A series on the 1910 revolution began Nov. 16 with a conference organized jointly by the Center for Mexican Studies and the just-opened Los Angeles branch of the Universidad Nacional Autonoma de Mexico.

Center Kicks Off Year of Events on Mexican Revolution

David Hayes-Bautista

By Kevin Matthews, Senior Writer



Though November of next year, the UCLA Center for Mexican Studies will host about one public forum per month on campus assessing the impacts of the Mexican Revolution of 1910 on politics, society, education, migration and the arts. The series began on Nov. 16, 2009, with a conference organized jointly by the just-opened Los Angeles branch of the Universidad Nacional Autónoma de México, featuring scholars from both institutions; the UCLA International Institute and Latin American Institute, which houses the center, were also cosponsors.

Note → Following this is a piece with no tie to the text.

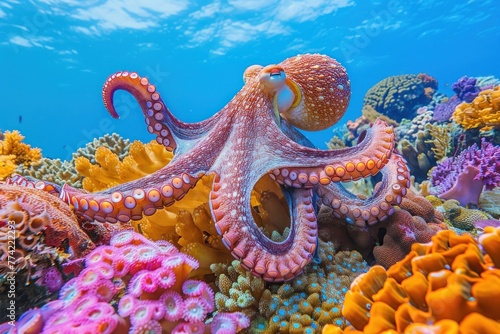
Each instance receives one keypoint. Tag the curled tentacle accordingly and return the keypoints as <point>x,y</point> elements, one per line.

Upcoming public events include film screenings and discussions, a May 2010 symposium on U.S.-Mexican migration and an October meeting about the 1910 revolution's impacts on literature. The coming year's events also mark the bicentennial of the Mexican War of Independence (1810–21).

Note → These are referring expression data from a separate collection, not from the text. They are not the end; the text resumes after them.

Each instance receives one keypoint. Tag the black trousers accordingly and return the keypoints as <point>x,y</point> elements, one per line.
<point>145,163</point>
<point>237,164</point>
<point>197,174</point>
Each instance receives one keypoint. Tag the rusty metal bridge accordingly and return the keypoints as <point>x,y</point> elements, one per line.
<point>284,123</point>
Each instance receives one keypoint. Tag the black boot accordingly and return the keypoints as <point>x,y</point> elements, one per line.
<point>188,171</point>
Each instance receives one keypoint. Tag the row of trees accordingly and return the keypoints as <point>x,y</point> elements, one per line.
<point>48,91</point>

Delivering the keynote speech at the Nov. 16 conference was David Hayes-Bautista, an author and UCLA professor of medicine. Currently at work on book that treats the history of Mexico-U.S. migration in eight "waves," Hayes-Bautista used demographic data to show that "Californios" living on what had been Mexican land before 1848 were, by late 1910, quickly being replaced by a third generation who spoke little Spanish and had much weaker ties to Mexico and Central America. In effect, northern migration sparked by the 1910-20 upheavals in Mexico (the sixth wave since 1769), "kept Latinos from becoming Italians" in their patterns of assimilation, he said.

Continuing his story, Hayes-Bautista pointed out that births, not immigration, are driving the rapid growth of California's Latino population today. Wave eight "pretty much ended in 1990," according to data in the book-in-progress.

During the morning session, two UNAM historians offered perspectives on the pre- and post-revolutionary periods, speaking in Spanish with simultaneous English interpretation provided by the center. Topics for the afternoon sessions included revolution in Mexican literature. Some papers will be made available on the center's website.